Plato: Plan to Efficiently Decode for Large Language Model Inference
Shuowei Jin, Xueshen Liu, Yongji Wu, Haizhong Zheng, Qingzhao Zhang, Atul Prakash, Matthew Lentz, Danyang Zhuo, Feng Qian, Z. Morley Mao
TL;DR
Plato tackles LLM inference efficiency by combining semantic-space parallelism with an algorithm-system co-design. It uses a dependency-aware planning stage to build a DAG of sub-tasks and enables parallel decoding of independent nodes while preserving coherence, augmented by a pipelined workflow and a global KV context cache. Empirical results on Vicuna and WizardLM show Plato outperforms autoregressive baselines by up to 68% throughput and achieves 40% net quality gains, and substantially surpasses Skeleton-of-Thought in quality by 90% in net-win terms.

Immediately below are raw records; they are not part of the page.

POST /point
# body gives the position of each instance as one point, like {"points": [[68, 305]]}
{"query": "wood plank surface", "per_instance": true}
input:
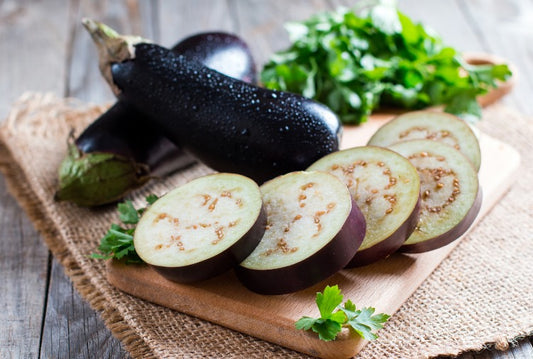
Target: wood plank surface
{"points": [[44, 49], [30, 59]]}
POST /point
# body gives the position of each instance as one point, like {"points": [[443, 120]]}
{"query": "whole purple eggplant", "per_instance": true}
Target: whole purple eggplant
{"points": [[228, 124], [122, 149]]}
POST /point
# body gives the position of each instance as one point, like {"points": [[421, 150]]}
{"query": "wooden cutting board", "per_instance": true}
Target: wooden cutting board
{"points": [[385, 285]]}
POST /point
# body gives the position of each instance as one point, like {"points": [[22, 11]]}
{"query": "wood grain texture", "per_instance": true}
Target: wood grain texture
{"points": [[32, 59], [272, 317], [23, 267], [47, 51]]}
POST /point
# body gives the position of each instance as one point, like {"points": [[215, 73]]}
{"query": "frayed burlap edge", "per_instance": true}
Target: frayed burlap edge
{"points": [[16, 184]]}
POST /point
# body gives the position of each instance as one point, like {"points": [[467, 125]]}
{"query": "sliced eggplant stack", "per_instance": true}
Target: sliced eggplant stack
{"points": [[202, 228], [450, 194], [386, 187], [313, 230], [437, 126]]}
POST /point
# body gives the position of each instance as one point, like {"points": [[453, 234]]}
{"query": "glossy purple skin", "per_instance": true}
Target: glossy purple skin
{"points": [[319, 266], [222, 52], [389, 245], [125, 131], [451, 235], [227, 124], [223, 261]]}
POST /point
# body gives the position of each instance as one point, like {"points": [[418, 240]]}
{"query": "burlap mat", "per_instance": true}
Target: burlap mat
{"points": [[480, 296]]}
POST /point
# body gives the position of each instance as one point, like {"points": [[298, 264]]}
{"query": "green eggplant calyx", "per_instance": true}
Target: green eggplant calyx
{"points": [[112, 47], [96, 178]]}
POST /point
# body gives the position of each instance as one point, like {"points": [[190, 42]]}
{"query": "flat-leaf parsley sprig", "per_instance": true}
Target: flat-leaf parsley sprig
{"points": [[118, 241], [333, 317]]}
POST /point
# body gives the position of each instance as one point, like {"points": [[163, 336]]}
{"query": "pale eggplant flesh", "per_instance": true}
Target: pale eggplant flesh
{"points": [[450, 194], [386, 187], [203, 228], [313, 230]]}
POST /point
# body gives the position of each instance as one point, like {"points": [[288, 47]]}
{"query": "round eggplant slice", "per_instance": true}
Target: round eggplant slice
{"points": [[202, 228], [386, 187], [313, 230], [450, 194], [437, 126]]}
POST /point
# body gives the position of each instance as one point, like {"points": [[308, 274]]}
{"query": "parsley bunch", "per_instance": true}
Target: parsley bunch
{"points": [[333, 317], [355, 63], [118, 241]]}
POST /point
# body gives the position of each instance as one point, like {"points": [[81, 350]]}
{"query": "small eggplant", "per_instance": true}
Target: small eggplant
{"points": [[122, 150], [228, 124]]}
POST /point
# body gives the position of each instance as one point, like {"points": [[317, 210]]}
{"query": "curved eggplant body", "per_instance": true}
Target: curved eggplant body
{"points": [[122, 149], [228, 124], [222, 52]]}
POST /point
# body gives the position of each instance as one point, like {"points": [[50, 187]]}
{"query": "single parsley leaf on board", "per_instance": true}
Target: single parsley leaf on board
{"points": [[117, 243], [333, 317], [328, 301], [362, 321]]}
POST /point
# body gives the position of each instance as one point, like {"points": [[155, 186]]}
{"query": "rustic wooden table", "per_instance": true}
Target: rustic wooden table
{"points": [[43, 48]]}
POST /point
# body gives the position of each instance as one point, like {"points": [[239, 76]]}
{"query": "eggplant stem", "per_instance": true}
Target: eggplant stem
{"points": [[112, 48]]}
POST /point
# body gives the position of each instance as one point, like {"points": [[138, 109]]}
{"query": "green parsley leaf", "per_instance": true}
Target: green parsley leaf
{"points": [[355, 61], [333, 317], [327, 329], [328, 301], [118, 241]]}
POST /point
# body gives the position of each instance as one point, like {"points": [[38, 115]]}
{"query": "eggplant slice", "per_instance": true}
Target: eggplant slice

Ablation studies confirm pipeline overlap and KV-cache reuse contribute 29% speedup and 75% reduction in prefill overhead, respectively.
Abstract
Large language models (LLMs) have achieved remarkable success in natural language tasks, but their inference incurs substantial computational and memory overhead. To improve efficiency, parallel decoding methods like Skeleton-of-Thought (SoT) decompose prompts into sub-problems for concurrent processing. However, these methods significantly compromise answer quality by treating semantically linked sub-problems as independent. We propose Plato, a novel approach that co-designs algorithms and systems for semantic-aware parallel decoding. Plato leverages LLMs to organize sub-problems into a dependency graph based on logical and causal relationships, enabling concurrent decoding of non-dependent nodes while preserving answer coherence and quality. To further enhance efficiency, Plato pipelines planning and node decoding stages, implements a global context cache, and carefully structures node inference prompts to maximize key-value cache reuse and minimize overhead. Our evaluations show that Plato improves throughput by 68% over autoregressive decoding while achieving a 40% net win rate in answer quality. Compared to SoT, Plato demonstrates a remarkable 90% quality net-win rate. Ablation studies reveal that our pipeline design improves speedup by 29%, while our KV cache reuse optimization reduces overhead by 75%.